Investcorp is buying US private credit manager Marble Point for about $200mn as the Bahrain-based investment manager significantly boosts its presence in US credit markets at a time of higher interest rates.
The acquisition underscores the push into private credit markets by Middle Eastern investors flush with cash thanks to high oil and gas prices at a time when sharply rising rates are boosting yields.
Founded in Bahrain in the 1980s, Investcorp manages $42.7bn of assets and once owned large stakes in Gucci and Saks Fifth Avenue. In recent years it has become a diversified alternative asset manager, with units dedicated to corporate buyouts, credit investments, real estate and infrastructure. It manages money on behalf of institutions globally and wealthy individuals in the Middle East.
As oil prices have skyrocketed, fund managers in energy-rich Gulf states such as Bahrain have become interested in deploying excess cash into credit-based investments to take advantage of attractive returns.
“We are seeing good demand for private credit and it is timely for us to be doubling down in the space and building scale,” said Rishi Kapoor, co-chief executive of Investcorp, in an interview. “What you find in the Middle East, it is much less negative and in some cases a positive sentiment.”
Investcorp will be paying about $200mn for Marble Point, which is owned by US credit investor Eagle Point Credit Management, according to sources familiar with the matter.
Investcorp declined to comment on the purchase price.
Marble Point has largely focused its business on investing in the US loan market, including issuing and managing collateralised loan obligations, known as CLOs.
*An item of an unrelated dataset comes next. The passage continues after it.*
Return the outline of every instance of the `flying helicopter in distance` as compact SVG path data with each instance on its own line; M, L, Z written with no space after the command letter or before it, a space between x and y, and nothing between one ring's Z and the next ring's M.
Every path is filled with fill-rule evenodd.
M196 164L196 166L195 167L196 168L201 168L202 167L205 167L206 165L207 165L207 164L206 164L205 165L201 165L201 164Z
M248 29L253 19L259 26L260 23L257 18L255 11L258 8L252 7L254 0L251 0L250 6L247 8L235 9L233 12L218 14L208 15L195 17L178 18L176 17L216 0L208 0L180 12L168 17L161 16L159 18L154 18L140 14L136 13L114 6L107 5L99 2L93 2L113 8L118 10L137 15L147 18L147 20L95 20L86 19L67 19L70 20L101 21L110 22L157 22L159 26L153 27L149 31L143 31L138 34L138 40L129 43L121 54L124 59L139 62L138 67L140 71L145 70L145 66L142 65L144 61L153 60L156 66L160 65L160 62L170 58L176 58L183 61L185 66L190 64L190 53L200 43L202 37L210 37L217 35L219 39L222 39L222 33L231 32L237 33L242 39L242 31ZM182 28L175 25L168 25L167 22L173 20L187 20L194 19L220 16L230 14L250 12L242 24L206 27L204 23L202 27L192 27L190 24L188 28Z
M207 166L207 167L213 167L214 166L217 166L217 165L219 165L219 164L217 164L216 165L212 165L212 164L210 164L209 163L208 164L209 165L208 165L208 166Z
The firm manages $7.8bn and, once the takeover by Investcorp is completed, the combined firm will oversee $22bn in credit assets. Investcorp said the deal would make it one of the top 15 managers of CLOs.
The proliferation of CLOs over the past decade supercharged the $1.4tn leveraged loan market as managers raised hundreds of billions of dollars to invest in the floating rate debt.
Many junk-rated companies that would traditionally tap the high-yield bond market instead turned to loans, given the voracious appetite from CLO managers, the largest buyers of leveraged loans.
CLOs raise cash by selling bonds and equity to investors and use the proceeds to buy up hundreds of loans from different companies.
But the CLO market has suffered this year during a broader sell-off as many big investors, including Wells Fargo and JPMorgan Chase as well as Norinchukin Bank in Japan, slowed or stopped new investment.
The pullback by banks has given a leg-up to well-known and established players in the space such as Blackstone and Prudential’s PGIM unit. Data from Levfin Insights showed the top 25 managers accounted for the majority of the $123bn raised through CLOs in the US this year.
Investcorp, which has the bulk of its staff in the US and Europe, aims to use the current market disruption to become a mainstream presence in the market.
“With $50bn in total firm assets under management after completion of this acquisition, Investcorp is well poised for the next phase of its evolution and development,” said Mohammed Alardhi, executive chair of Investcorp.
The firm is hoping to double its assets under management, with much of that growth coming from credit-based investments.